空から飛んできた少年
少女視点
「ぐっ」
荒野を走り続けていた。魔の大森林は、奥へ行けば魔物が出てくる。が、森の浅いところまでは小動物がいるだけだ。
そう思って森へと逃げていたのだが――、森へ入る直前で追いつかれてしまった。
後ろから肩を掴まれ、追って来た男の方へと力づくで振り向かされる。衣服と同じ純白の帽子が、ピンクの髪から落ちる。
「へへっ。嬢ちゃん、観念するんだな」
下卑た男が、下卑た表情を浮かべて笑う。
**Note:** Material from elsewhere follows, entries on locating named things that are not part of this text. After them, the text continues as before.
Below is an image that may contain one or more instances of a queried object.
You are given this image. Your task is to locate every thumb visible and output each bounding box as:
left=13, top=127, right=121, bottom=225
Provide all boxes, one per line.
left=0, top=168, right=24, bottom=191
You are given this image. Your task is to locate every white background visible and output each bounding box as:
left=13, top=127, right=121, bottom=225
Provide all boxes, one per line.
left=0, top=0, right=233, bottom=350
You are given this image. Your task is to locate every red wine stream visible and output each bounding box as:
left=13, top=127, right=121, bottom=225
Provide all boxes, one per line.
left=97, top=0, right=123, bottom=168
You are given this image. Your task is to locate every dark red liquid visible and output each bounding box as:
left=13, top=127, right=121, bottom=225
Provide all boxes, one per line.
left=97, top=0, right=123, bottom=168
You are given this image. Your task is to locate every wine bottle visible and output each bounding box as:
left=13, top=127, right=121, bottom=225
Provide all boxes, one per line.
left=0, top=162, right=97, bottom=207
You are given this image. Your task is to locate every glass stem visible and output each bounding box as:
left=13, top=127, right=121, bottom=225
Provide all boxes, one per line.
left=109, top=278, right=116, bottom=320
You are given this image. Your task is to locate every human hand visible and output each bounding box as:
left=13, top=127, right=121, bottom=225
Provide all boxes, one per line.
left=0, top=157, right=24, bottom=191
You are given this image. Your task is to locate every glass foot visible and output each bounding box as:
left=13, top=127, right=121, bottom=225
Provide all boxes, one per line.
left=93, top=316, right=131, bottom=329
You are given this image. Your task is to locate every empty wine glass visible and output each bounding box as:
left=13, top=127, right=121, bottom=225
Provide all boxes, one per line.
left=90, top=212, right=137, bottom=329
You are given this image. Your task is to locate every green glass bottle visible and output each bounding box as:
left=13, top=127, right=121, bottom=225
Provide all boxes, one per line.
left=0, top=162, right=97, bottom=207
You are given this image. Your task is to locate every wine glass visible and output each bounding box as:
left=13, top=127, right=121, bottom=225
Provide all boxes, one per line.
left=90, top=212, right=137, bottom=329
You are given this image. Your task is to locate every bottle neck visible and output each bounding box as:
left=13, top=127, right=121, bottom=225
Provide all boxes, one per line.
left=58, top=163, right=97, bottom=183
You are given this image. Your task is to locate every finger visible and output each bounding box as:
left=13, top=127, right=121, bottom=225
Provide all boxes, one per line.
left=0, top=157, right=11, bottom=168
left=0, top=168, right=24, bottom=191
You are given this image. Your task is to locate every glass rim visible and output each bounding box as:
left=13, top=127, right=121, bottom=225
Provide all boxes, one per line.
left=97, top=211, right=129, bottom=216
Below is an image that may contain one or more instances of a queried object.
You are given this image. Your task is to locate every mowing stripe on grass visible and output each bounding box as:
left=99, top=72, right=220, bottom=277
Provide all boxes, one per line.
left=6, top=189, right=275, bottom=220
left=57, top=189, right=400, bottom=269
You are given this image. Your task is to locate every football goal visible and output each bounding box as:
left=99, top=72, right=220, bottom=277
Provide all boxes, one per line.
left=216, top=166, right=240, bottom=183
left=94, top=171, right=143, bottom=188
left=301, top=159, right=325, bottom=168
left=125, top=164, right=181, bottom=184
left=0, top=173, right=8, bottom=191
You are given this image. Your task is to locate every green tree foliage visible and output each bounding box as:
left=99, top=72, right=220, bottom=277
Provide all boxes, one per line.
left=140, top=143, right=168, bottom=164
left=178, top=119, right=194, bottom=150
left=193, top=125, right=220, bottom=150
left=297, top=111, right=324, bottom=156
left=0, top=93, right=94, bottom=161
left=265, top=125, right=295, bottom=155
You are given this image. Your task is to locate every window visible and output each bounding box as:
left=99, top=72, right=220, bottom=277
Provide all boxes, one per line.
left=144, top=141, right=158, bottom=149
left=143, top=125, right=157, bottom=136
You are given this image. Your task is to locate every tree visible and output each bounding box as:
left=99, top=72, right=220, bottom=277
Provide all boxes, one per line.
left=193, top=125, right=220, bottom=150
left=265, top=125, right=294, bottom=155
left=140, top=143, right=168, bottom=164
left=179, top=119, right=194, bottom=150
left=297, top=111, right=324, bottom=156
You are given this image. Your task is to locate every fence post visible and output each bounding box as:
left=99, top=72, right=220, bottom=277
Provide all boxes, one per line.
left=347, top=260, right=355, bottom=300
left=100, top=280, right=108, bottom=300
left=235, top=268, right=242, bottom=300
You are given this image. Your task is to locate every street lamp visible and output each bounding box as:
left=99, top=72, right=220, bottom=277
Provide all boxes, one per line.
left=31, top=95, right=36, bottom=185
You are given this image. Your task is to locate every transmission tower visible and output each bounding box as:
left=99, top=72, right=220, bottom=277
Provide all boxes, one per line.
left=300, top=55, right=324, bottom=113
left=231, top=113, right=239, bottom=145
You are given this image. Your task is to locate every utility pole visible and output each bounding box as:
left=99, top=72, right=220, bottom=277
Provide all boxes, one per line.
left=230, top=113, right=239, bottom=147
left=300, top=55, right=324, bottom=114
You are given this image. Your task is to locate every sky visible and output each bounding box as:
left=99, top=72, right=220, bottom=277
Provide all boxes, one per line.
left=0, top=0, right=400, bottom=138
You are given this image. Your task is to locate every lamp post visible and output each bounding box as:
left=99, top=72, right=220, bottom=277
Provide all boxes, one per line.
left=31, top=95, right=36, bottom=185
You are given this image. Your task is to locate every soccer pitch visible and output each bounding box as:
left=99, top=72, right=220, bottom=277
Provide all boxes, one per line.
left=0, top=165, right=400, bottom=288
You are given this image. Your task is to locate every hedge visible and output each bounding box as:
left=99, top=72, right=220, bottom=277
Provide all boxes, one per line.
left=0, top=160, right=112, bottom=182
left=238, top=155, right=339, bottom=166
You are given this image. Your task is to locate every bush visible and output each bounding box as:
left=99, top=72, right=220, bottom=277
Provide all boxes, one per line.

掴んだ男の後ろに四人の男がいるが、全員が似た表情を浮かべていた。
「……帰らせて、ください」
必死に逃げて来たため、息は荒く目は潤んでいる。それだけでなく、恐怖で泣きそうなのだ。睨んででもいなければ、涙がこぼれ落ちそうだった。
「は、そうは行くかよ。僧侶様を危険な荒野を一人歩かせるわけにゃいかねぇさ」
掴まれた肩を見れば、土なのか垢なのか、汚れてしまった。あぁ、嫌だ。せっかく僧侶になれた晴れの日なのに。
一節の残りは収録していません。